Adding Algorithms to the Benchmark
Run your algorithm on all images in the Testset. If your algorithm takes raster input, run on all images in ./data/Benchmark_Testset/rough/pixel
. If your algorithm takes vector input, run on all images in ./data/Benchmark_Testset/rough/vector
. For each input, save the corresponding output image as a file with the same name in the directory: ./data/Automatic_Results/{name_of_your_method}{input_type}/{parameter}/
The algorithm folder name must contain two parts: name_of_your_method
with an input_type
suffix. The input_type
suffix must be either -png
or -svg
. The parameter subdirectory can be any string; the string none
is replaced with the empty string when generating the website. Folders beginning with a .
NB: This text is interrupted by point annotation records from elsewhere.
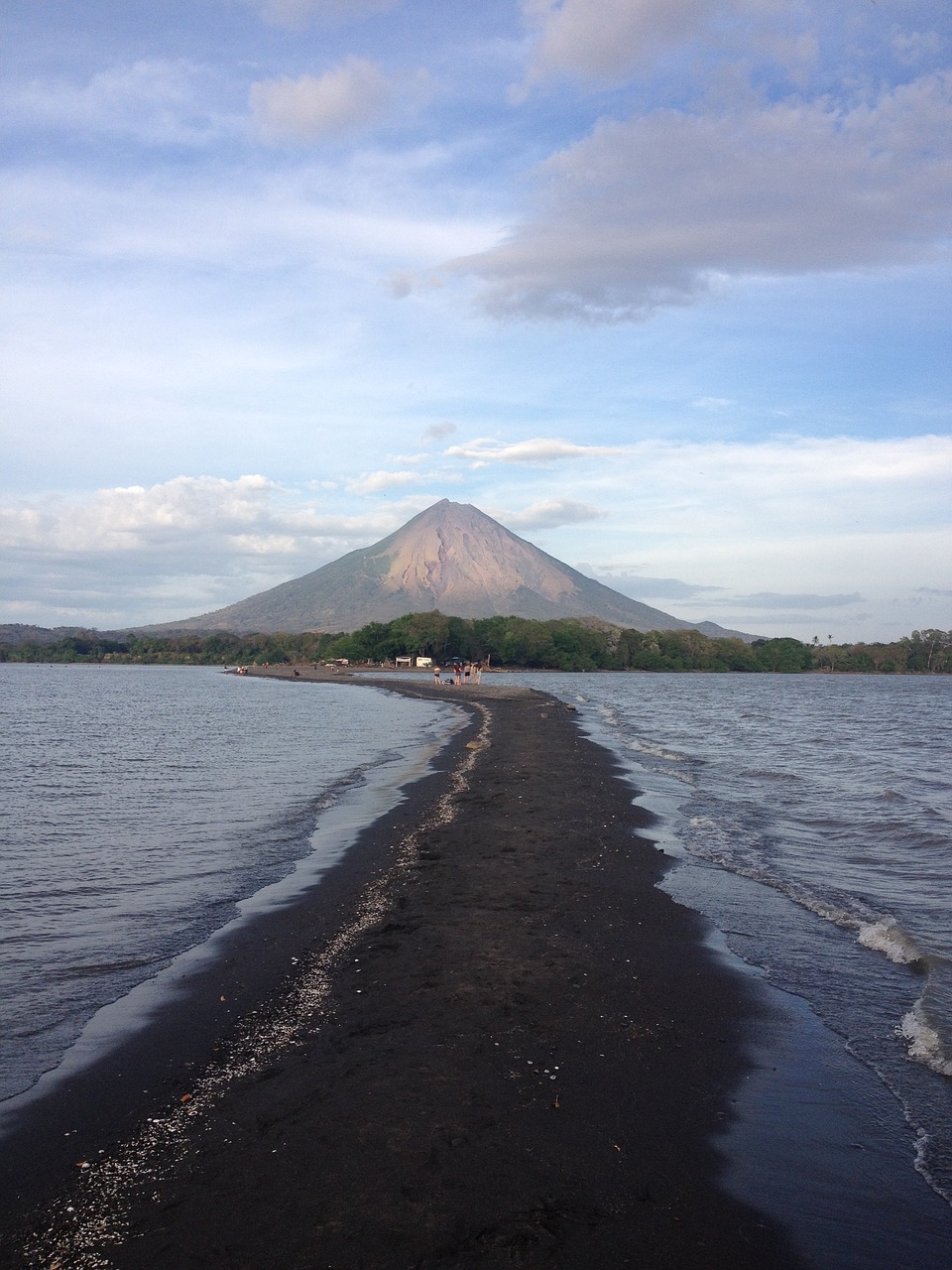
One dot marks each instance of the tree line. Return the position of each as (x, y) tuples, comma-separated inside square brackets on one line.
[(513, 643)]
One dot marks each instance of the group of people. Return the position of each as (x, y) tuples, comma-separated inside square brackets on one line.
[(460, 672)]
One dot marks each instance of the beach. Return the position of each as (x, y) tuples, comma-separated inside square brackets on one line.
[(485, 1039)]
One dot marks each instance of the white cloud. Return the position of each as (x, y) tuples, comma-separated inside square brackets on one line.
[(607, 40), (551, 513), (538, 449), (349, 98), (657, 208), (371, 483), (157, 100), (439, 431), (296, 13), (171, 550), (779, 599)]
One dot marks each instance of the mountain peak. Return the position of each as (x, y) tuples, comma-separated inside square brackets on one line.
[(449, 557)]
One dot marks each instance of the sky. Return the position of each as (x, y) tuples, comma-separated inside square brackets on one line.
[(664, 286)]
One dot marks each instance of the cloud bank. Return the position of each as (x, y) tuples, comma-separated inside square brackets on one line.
[(349, 98), (658, 208)]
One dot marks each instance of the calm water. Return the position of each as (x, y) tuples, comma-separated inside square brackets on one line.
[(812, 821), (143, 804)]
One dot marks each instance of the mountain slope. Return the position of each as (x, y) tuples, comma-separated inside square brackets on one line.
[(453, 558)]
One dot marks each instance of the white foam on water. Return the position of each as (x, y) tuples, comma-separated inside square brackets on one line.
[(670, 756), (924, 1043), (888, 937)]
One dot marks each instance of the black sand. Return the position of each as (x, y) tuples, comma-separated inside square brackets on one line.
[(500, 1047)]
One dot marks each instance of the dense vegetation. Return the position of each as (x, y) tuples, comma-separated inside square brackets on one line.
[(504, 642)]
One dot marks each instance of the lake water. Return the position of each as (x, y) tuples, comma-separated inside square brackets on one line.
[(810, 818), (811, 821), (146, 807)]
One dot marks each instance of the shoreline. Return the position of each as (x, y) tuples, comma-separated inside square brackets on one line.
[(520, 1049)]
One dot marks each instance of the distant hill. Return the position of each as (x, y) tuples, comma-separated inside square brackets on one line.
[(453, 558)]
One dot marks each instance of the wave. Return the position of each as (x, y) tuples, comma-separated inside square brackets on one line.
[(889, 938), (670, 756), (924, 1043)]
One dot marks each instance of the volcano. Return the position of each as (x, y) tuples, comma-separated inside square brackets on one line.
[(452, 558)]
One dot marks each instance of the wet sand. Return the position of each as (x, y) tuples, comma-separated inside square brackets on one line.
[(498, 1044)]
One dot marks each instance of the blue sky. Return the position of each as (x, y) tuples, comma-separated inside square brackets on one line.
[(661, 285)]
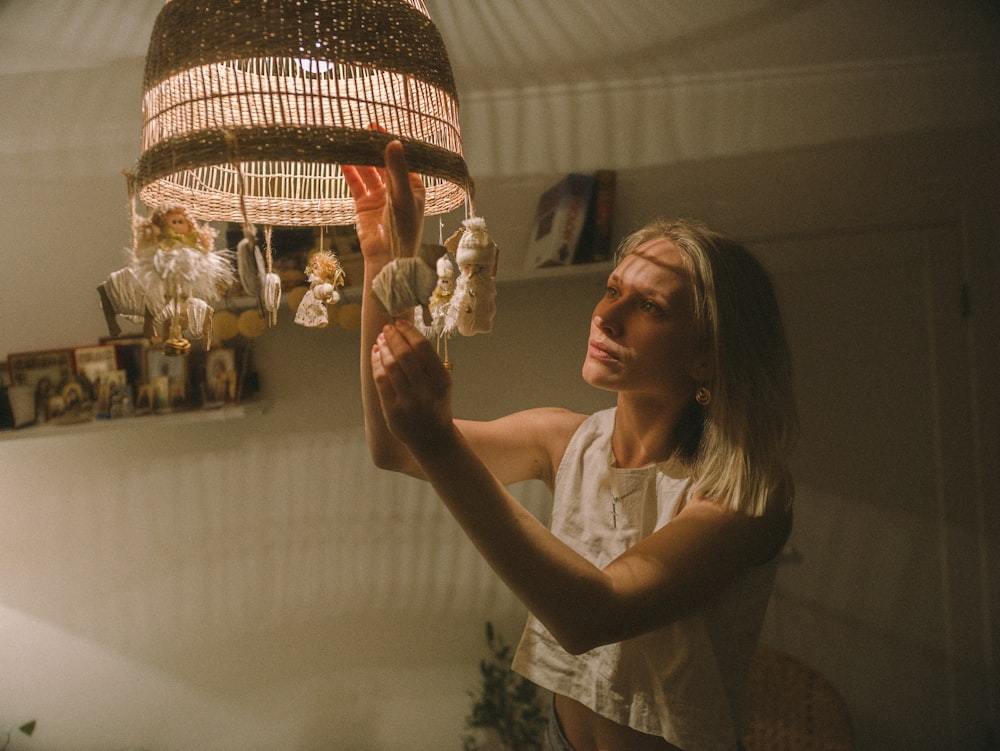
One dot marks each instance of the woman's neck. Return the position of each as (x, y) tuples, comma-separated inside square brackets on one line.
[(644, 432)]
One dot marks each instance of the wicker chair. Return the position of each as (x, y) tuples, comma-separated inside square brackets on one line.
[(794, 708)]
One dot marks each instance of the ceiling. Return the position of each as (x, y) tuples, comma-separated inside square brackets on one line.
[(550, 86), (497, 44)]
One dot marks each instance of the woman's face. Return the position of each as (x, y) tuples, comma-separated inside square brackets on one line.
[(643, 334)]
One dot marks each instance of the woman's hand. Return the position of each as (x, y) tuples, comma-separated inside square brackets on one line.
[(377, 217), (414, 387)]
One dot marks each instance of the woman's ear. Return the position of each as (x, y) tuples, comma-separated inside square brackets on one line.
[(704, 366)]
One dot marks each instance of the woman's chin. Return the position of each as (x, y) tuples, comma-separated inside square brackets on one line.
[(598, 375)]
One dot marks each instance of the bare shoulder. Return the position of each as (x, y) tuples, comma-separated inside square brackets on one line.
[(525, 445), (751, 539)]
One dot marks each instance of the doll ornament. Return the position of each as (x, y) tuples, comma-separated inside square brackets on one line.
[(325, 276), (173, 273), (433, 319), (474, 302)]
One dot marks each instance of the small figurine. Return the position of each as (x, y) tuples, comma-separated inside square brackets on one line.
[(172, 274), (473, 304), (325, 275), (433, 319)]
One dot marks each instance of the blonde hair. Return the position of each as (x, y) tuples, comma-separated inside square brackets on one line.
[(737, 446)]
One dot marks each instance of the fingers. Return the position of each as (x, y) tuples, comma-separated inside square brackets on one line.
[(362, 180), (407, 355), (408, 197)]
are ignored. For examples, see the precomputed algorithmic output in ./Automatic_Results
. and evaluation result in ./Evaluation_Data
already.
If your algorithm runs via alg path/to/input.svg path/to/output.png
, here are two example commands to run your algorithm in batch on the entire benchmark. Via find
and parallel
find ./data/Benchmark_Testset/rough/pixel -name '*.png' -print0 | parallel -0 alg '{}' './data/Automatic_Results/MyAlgorithm-png/none/{/.}.svg'
Via fd
:
fd ./data/Benchmark_Testset/rough/pixel -e png -x alg '{}' './data/Automatic_Results/MyAlgorithm-png/none/{/.}.svg'
Computing the Metrics
Run the evaluation with the command:
python3 run_benchmark.py --evaluation
This command creates CSV files in ./data/Evaluation_Data
. It will not overwrite existing CSV files. If you downloaded the precomputed data, remove a file to regenerate it.
Generating the Website to View Evaluation Results
After you have called the evaluation step above to compute the metrics, generate the website with the command:
python3 run_benchmark.py --website
You must also generate thumbnails once with the command:
python3 run_benchmark.py --thumbs
Internally, the --thumbs
command creates a shell that calls find
, convert
, and parallel
.
To view the website, open the help.html
or index.html
inside the web_dir
manually or else call:
python3 run_benchmark.py --show
The website visualizes all algorithms' output and plots the metrics.
Putting It All Together
If you don't want to call each step separately, simply call:
python3 run_benchmark.py --all
Computing Metrics on a Single Sketch
Similarity Metrics
To run the similarity metrics manually, use tools/metric_multiple.py
. To get help, run:
python3 tools/metric_multiple.py --help
To compare two files:
python3 tools/metric_multiple.py -gt "example/simple-single-dot.png" -i "example/simple-single-dot-horizontal1.png" -d 0 --f-measure --chamfer --hausdorff
Vector Metrics
To evaluate junction quality:
python3 tools/junction_quality.py --help
To compute arc length statistics:
python3 tools/svg_arclengths_statistics.py --help
Rasterization
If you need to convert a file from an SVG to a PNG, you can do it specifying the output filename:
inkscape my_file.svg --export-filename="output-WIDTH.png" --export-width=WIDTH --export-height=HEIGHT
or specifying the output type (the input filename's extension is replaced):
inkscape my_file.svg --export-type=png --export-width=WIDTH --export-height=HEIGHT
The shorthand versions of the above rasterization commands are:
inkscape -o output-WIDTH.png -w WIDTH -h HEIGHT my_file.svg
or
inkscape --export-type=png -w WIDTH -h HEIGHT my_file.svg
If you pass only one of width or height, the other is chosen automatically in a manner preserving the aspect ratio.